In April 2009, Global Health Council interviewed Oladele Akogun, (bio) Nigerian parasitologist and a principal investigator in a multi-country study funded by WHO/TDR (the World Health Organization’s Special Programme for Tropical Disease Research.)
The focus of Dr. Akogun’s research was community directed intervention (CDI) a strategy for the delivery of health interventions selected by community members to address the diseases that most affect them. The community collectively plans how, when, where and by whom the interventions will be distributed, working in conjunction with local health facilities and government.
In June 2008, Oladele presented the results of this CDI research at a GHC event on Capitol Hill, following a presentation on CDI by WHO/TDR’s Jane Kengeya Keyondo (bio) at GHC’s 2008 annual Research Symposium in May.
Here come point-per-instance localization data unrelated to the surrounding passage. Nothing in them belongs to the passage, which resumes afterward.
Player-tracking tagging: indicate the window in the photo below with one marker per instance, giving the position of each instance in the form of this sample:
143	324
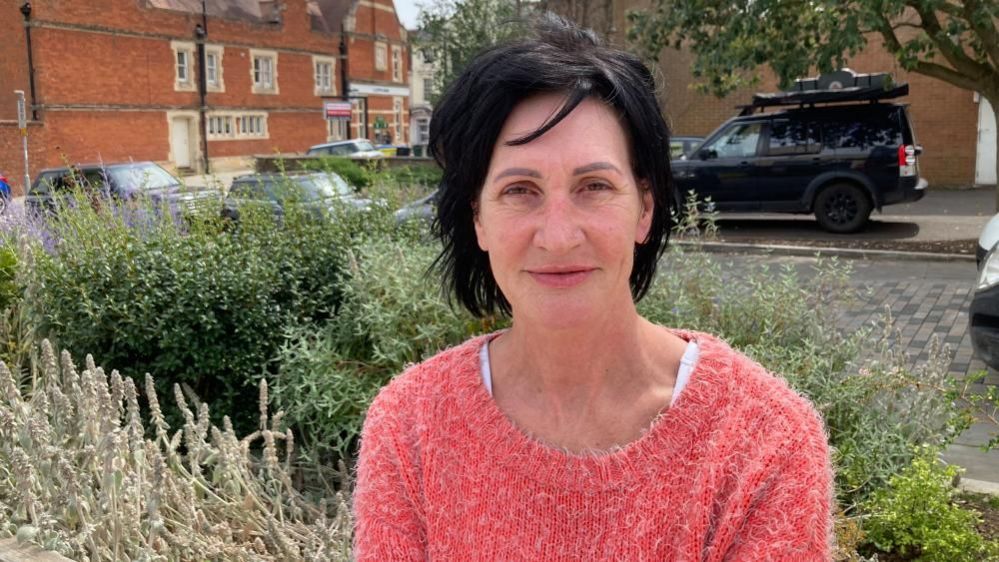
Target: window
380	56
396	63
792	137
264	72
184	69
325	83
423	131
213	69
738	141
397	110
337	129
235	126
183	66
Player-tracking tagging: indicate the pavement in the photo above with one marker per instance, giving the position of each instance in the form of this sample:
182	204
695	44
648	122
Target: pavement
925	284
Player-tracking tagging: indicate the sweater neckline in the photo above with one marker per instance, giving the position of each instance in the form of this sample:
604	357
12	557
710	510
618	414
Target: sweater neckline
670	433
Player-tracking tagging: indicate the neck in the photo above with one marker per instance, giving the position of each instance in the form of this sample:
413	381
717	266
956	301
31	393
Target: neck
583	361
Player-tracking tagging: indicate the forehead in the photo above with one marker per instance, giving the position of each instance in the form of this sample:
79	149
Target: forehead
591	128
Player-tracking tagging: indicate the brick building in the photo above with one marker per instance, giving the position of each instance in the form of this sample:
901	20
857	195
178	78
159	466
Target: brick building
120	79
956	127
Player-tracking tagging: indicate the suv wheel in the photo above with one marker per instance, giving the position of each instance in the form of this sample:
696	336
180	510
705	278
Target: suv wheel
842	208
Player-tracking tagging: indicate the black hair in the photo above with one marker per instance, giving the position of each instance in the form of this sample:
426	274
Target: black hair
559	58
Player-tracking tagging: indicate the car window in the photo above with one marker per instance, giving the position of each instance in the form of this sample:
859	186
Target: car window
141	177
862	133
738	141
248	190
324	186
676	149
789	137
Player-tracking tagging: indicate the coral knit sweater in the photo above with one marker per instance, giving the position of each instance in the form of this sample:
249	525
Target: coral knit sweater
737	469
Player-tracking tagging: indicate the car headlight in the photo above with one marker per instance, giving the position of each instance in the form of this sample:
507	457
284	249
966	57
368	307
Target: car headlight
989	276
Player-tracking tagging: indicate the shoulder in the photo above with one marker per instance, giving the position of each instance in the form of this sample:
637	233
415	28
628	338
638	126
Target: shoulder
413	396
758	403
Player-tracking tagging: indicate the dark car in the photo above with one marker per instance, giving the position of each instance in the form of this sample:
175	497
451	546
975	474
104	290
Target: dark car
122	181
682	145
424	208
317	192
983	314
839	154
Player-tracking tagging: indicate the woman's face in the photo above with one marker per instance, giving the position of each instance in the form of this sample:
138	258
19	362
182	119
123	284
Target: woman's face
560	215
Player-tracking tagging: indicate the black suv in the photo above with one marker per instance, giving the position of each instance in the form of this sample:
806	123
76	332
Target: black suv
125	180
841	153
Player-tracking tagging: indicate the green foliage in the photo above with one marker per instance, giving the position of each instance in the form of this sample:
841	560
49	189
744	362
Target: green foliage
877	406
915	516
730	40
200	304
9	292
453	32
393	314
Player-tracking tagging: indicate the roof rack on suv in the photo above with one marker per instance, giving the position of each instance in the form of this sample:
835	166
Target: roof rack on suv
839	86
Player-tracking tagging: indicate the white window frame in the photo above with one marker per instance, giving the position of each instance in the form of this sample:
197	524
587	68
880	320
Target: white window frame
321	89
396	63
260	87
399	118
188	84
381	56
219	53
337	129
237	125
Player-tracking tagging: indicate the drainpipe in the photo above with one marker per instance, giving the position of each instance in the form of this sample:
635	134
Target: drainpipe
26	11
200	32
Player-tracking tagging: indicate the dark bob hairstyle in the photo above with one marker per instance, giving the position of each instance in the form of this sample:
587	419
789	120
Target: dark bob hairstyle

This interview is divided into two parts. In Part One, Dr. Akogun highlights progress in combating tropical diseases, using the CDI approach and its acceptance by policymakers. He also looks at other related issues such as the future of primary health care and prospects for financial support of this neglected area of research.
Global Health Council: How successful are the efforts to control tropical diseases such as onchocerciasis and filariasis?
Dr. Akogun: We are doing pretty well with community-directed interventions (CDI) and can feel proud to be part of the huge team in this enterprise. There is hardly an onchocerciasis-endemic community in Africa (outside of conflict areas) that does not have a trained health commodity provider, ivermectin, vitamins, insecticide treated nets or antimalarial drugs.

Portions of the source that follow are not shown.